Replacing the Turing Test
mikejuk writes A plan is afoot to replace the Turing test as a measure of a computer's ability to think. The idea is for an annual or bi-annual Turing Championship consisting of three to five different challenging tasks. A recent workshop at the 2015 AAAI Conference of Artificial Intelligence was chaired by Gary Marcus, a professor of psychology at New York University. His opinion is that the Turing Test had reached its expiry date and has become "an exercise in deception and evasion." Marcus points out: the real value of the Turing Test comes from the sense of competition it sparks amongst programmers and engineers which has motivated the new initiative for a multi-task competition. The one of the tasks is based on Winograd Schemas. This requires participants to grasp the meaning of sentences that are easy for humans to understand through their knowledge of the world. One simple example is: "The trophy would not fit in the brown suitcase because it was too big. What was too big?" Another suggestion is for the program to answer questions about a TV program: No existing program — not Watson, not Goostman, not Siri — can currently come close to doing what any bright, real teenager can do: watch an episode of "The Simpsons," and tell us when to laugh. Another is called the "Ikea" challenge and asks for robots to co-operate with humans to build flat-pack furniture. This involves interpreting written instructions, choosing the right piece, and holding it in just the right position for a human teammate. This at least is a useful skill that might encourage us to welcome machines into our homes.

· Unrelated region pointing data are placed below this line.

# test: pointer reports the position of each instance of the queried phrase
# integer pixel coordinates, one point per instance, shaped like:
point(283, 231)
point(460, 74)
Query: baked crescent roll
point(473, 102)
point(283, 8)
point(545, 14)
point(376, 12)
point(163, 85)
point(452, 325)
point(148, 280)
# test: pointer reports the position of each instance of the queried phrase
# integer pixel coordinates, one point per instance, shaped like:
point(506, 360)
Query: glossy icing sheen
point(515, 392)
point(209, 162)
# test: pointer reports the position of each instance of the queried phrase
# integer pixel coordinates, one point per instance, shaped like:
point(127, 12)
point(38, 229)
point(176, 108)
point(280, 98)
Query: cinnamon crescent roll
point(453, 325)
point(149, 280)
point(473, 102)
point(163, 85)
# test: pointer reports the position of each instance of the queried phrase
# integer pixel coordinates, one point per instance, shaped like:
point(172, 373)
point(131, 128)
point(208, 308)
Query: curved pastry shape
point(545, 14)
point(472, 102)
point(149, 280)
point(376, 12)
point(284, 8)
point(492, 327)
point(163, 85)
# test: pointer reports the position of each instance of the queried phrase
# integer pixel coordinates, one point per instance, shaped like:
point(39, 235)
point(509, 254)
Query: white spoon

The problem with the Turing Test is that it's so often done wrong. The test is supposed to be adversarial, with two humans and a computer. One human (the investigator) has two terminals and can communicate with the other human and the computer, but doesn't know which is which. The goal of the computer is to convince the investigator that it is the human. The goal of the second human (the foil) is to convince the investigator that he or she is the human. This is then supposed to be repeated with different investigators and foils, and only when a statistically significant portion of the investigators fail is the test passed by the computer.
Investigators should be trying to find which one is human, not simply chatting with the computer. Too often people are simply connected to a chatbot and not told that it might be a computer until after the fact, no foil is involved, etc. The test is also often declared to be passed if even a single investigator fails.
Not a sentence!
TFA repeats a common misconception about the Turing Test. It is not a test of whether an AI can fool an average person, but whether it can fool an expert. ELIZA would never fool an AI expert, because that expert would be well aware than even a simple algorithm can be quite good at generating vacuous chit-chat. The pronoun disambiguation is a good test, because AI does that poorly, and humans do it well. But that is not a replacement for the Turing Test, that IS the Turing Test. Using humor is a good way to distinguish AI from humans. As anyone who has learned a foreign language, or raised children, knows, "getting jokes" is one of the last skills mastered. Humor often requires not only knowledge about the physical world, but deep understanding of cultural nuances. But I am not sure how useful that is, since no current AI would come close to passing it, and understanding jokes is probably not the most economically useful target for current AI research.